Coming soon to a mall near you: condos and office space
Redevelopment of malls means less retail, more entertainment
Plans to shut down 59 Sears locations is grim news for the chain's landlords across Canada. Could it also spell doom for the nation's neighbourhood malls?
Anchor tenants — typically big department stores — have always been a critical component of mall design. And many mall owners still haven't completely recovered from Target's departure two years ago.
But the majority of malls were facing a big overhaul even before the severity of the troubles at Sears became clear, according to the commercial real estate firm Colliers International.
"How many of Canada's suburban shopping malls will undergo a fundamental structural change, on the verge of complete redevelopment, in the next decade?" asks the firm's national retail report released early in June.

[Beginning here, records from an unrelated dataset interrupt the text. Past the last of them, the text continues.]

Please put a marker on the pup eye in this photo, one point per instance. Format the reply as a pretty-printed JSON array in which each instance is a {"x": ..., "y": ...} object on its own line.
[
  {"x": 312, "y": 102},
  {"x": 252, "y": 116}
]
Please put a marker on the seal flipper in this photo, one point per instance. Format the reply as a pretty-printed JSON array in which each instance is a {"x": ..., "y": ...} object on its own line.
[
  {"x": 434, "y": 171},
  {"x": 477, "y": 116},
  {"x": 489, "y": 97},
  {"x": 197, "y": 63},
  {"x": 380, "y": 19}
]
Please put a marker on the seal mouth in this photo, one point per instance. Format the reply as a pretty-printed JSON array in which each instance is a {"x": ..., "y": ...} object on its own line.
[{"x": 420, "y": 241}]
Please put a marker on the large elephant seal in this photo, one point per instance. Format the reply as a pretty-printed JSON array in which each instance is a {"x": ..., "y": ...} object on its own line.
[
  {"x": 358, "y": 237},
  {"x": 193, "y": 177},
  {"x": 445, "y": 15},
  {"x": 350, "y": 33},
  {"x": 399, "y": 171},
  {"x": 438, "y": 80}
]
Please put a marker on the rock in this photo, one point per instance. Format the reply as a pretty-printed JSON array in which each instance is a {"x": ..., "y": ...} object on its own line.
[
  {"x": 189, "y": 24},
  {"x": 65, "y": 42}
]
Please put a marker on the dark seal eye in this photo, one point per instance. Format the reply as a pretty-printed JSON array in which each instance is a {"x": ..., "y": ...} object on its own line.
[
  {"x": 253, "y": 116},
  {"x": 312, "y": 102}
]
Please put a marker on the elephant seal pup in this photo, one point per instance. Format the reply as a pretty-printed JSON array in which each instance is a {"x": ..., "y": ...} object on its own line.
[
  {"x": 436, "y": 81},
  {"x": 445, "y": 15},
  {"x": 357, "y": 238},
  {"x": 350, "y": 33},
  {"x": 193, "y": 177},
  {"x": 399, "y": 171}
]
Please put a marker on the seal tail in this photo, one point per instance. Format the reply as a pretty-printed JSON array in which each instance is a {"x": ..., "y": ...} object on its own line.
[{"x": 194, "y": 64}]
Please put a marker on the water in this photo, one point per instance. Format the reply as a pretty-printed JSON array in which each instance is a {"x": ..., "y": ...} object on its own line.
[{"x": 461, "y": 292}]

Its answer? "All of them."
Failure of department stores = failure of malls
"It's the slow dying of secondary malls," says Ed Sonshine, the CEO of RioCan Real Estate Investment Trust, the country's biggest mall owner, with 300 retail properties.

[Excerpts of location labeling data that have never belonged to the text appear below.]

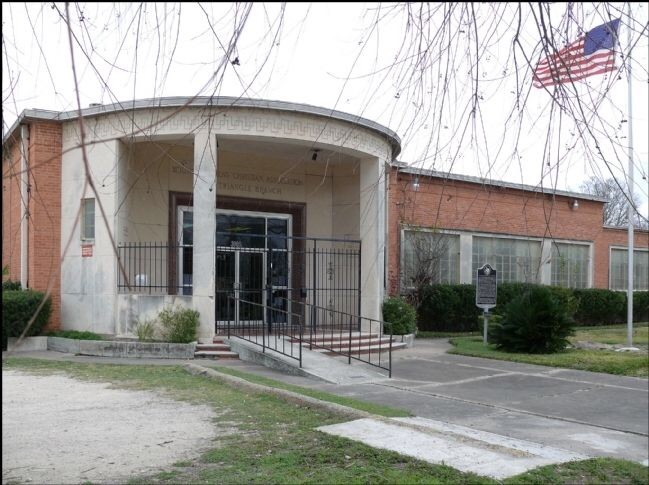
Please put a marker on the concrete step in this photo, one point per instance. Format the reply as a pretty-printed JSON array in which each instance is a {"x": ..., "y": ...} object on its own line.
[
  {"x": 215, "y": 354},
  {"x": 363, "y": 349},
  {"x": 339, "y": 338},
  {"x": 218, "y": 349},
  {"x": 214, "y": 346},
  {"x": 354, "y": 343}
]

"The whole theory of a mall was those department stores, those anchors, would entice customers to the mall in the first place," he explains. "And then, as customers were going between those two anchors, they would find things to buy at the other stores. The theory started to fail at the same time that department stores started to fail."
Don't blame e-commerce
It isn't just weak retail or the impact of online shopping that's driving the re-invention of neighbourhood malls. It's also strong real estate values and the need for more housing, according to Colliers.
Most malls that are already approved for redevelopment include condos.

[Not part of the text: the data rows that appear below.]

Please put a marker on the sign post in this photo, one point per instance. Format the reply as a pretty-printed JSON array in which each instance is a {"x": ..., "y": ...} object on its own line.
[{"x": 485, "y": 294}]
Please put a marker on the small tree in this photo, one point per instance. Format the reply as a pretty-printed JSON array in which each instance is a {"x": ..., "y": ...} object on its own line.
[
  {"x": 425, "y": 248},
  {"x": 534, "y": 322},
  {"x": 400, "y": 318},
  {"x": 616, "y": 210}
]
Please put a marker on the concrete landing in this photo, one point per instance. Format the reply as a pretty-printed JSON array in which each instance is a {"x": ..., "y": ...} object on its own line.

"If you're an owner of a real estate asset, you're always looking to maximize the financial return," says Andrew Evans of Colliers. "To maximize financial return in an urban market, it's really about adding residential density."
Evans points out that as cities have grown, malls that were once isolated and remote are now surrounded by mature neighbourhoods.
"A lot of those projects are right at the application stage and we're going to see a building boom in mixed-use development at these shopping malls over the next five to 10 years," Evans says.
'Experiential retail' is the future
Sonshine is enthusiastic about how malls can be re-imagined. He points to The Well, a new development under construction in downtown Toronto that will feature condos, a movie theatre, a bookstore such as Indigo, "cool" restaurants and more.
"There will be some of what I would call conventional retailers, someone like a Sporting Life, for example, but most of it will be what we call 'experiential retail,' which means it's an experience just to go there," he says.
Sonshine outlines a plan that includes a food hall that's like a European market with fresh produce, bread and meat along with prepared foods. He describes a scene in which chefs give cooking demonstrations and people rediscover the mall as an exciting destination.
Sonshine claims the chain's possible failure "won't do much" to RioCan.
"They haven't exactly been attracting customers. Their job is to attract customers and for the benefit of attracting customers, they have traditionally paid very, very small rents. So you're not losing a lot of rent, and truthfully these days, you're not losing a lot of customer attraction."
Malls are evolving
Industry observers agree that the proposed closures of Sears stores won't spell the end of malls, because an evolution has already begun.
They point out that people have always flocked to marketplaces and always will, but the malls we know now will need to transform into new formats if they intend to survive.
So get ready for a lot of construction noise at your local mall in the coming years, as developers look with fresh eyes at decades-old structures — and likely conclude that only a total makeover will keep shoppers coming back.